Joseph I (July 26, 1678 – April 17, 1711) was Holy Roman Emperor and ruler of the Austrian Habsburg monarchy from 1705 until his death in 1711. He was the eldest son of Emperor Leopold I from his third wife, Eleonor Magdalene of Neuburg. Joseph was crowned King of Hungary at the age of nine in 1687 and was elected King of the Romans at the age of eleven in 1690. He succeeded to the thrones of Bohemia and the Holy Roman Empire when his father died.
Marriage and lack of heirs
Holy Roman Emperor Joseph I, King of Hungary, Bohemia and Croatia and Archduke of Austria
On February 24, 1699, he married Wilhelmine Amalia of Brunswick-Lüneburg in Vienna. Wilhelmine Amalia was the youngest daughter of Johann Friedrich, Duke of Brunswick-Calenberg, and Princess Benedicta Henrietta of the Palatinate of the Rhine.
They had three children and their only son, Archduke Leopold Joseph, died of hydrocephalus before his first birthday. Joseph had a passion for love affairs (none of which resulted in illegitimate children) and he caught a sexually transmittable disease, probably syphilis, which he passed on to his wife while they were trying to produce a new heir. This incident rendered her sterile.
The Mutual Pact of Succession was devised by Emperor Leopold I, on the occasion of Archduke Charles’s departure for Spain. It stipulated that the claim to the Spanish realms was to be assumed by Archduke Charles, while the right of succession to the rest of the Habsburg hereditary dominions would rest with his elder brother Archduke Joseph, thereby again dividing the House of Habsburg into two lines.

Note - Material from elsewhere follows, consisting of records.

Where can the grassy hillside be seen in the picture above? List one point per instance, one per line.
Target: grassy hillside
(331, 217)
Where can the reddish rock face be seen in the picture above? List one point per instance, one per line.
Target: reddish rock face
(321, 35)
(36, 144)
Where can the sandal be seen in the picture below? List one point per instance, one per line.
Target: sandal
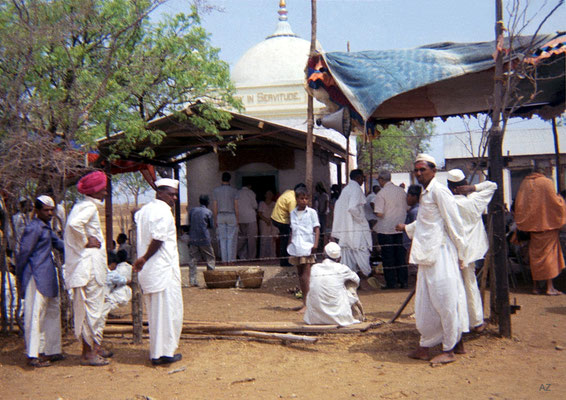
(38, 363)
(54, 357)
(96, 361)
(104, 353)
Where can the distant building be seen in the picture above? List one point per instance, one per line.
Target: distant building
(520, 150)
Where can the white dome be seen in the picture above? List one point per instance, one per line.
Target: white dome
(278, 59)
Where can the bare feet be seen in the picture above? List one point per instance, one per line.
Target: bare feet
(94, 361)
(444, 358)
(420, 353)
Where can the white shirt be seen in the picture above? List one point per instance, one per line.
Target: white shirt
(391, 201)
(350, 226)
(438, 220)
(471, 208)
(155, 221)
(368, 210)
(302, 227)
(328, 301)
(247, 206)
(82, 263)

The Pact also specified the succession to the brothers: they would both be succeeded by their respective heirs male but should one of them fail to have a son, the other one would succeed him in all his realms.

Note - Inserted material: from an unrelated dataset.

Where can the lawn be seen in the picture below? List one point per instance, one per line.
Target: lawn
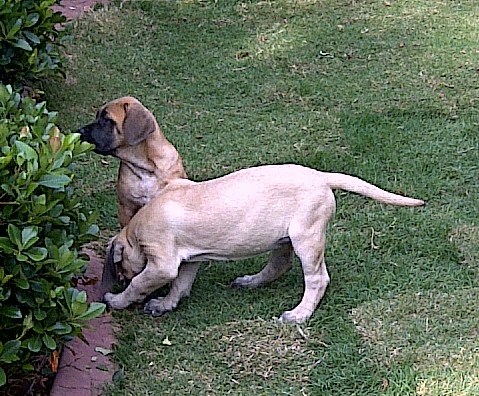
(384, 90)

Holy Roman Emperor Charles VI, King of Hungary, Bohemia and Croatia and Archduke of Austria
However, should both brothers die leaving no sons, the daughters of the elder brother (Joseph) would have absolute precedence over the daughters of the younger brother (Charles) and the eldest daughter of Joseph would ascend all the Habsburg thrones.
The Mutual Pact of Succession was secretly signed by archdukes Joseph and Charles of Austria, the future emperors of the Holy Roman Empire, in 1703.

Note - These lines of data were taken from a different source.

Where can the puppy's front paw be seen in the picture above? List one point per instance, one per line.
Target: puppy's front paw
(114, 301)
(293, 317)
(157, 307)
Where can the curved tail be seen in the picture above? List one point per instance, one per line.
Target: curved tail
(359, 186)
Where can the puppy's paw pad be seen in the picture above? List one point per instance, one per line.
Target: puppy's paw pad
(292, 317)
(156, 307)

In 1700 the senior line of the House of Habsburg became extinct with the death of King Carlos II of Spain. The War of the Spanish Succession ensued, with Louis XIV of France and Navarre claiming the throne of Spain for his grandson Philippe, Duke of Anjou and Holy Roman Emperor Leopold I claiming them for his son Archduke Charles.
The Kingdom of Portugal, Kingdom of England, Scotland, Ireland and the majority of the Holy Roman Empire endorsed Archduke Charles’s candidature for the Spanish throne.
King Felipe V of Spain
Archduke Charles, as King Carlos III, as he was known, disembarked for his kingdom in 1705, and stayed there for six years, only being able to exercise his rule in Catalonia.
During the smallpox epidemic of 1711, which killed Louis, le Grand Dauphin and three siblings of the future Holy Roman Emperor Franz I, Emperor Joseph became infected. He died on April 17 in the Hofburg Palace. He had previously promised his wife to stop having affairs, should he survive.
At this point Archduke Charles “Carlos III of Spain” returned to Vienna to assume the imperial crown where he was elected as Holy Roman Emperor Charles VI.
Not wanting to see Austria and Spain in personal union again, the new Kingdom of Great Britain withdrew its support from the Austrian coalition, and the War of the Spanish Succession culminated with the Treaties of Utrecht and Rastatt three years later. The former, ratified in 1713, recognised Philippe, Duke of Anjou as King Felipe V of Spain.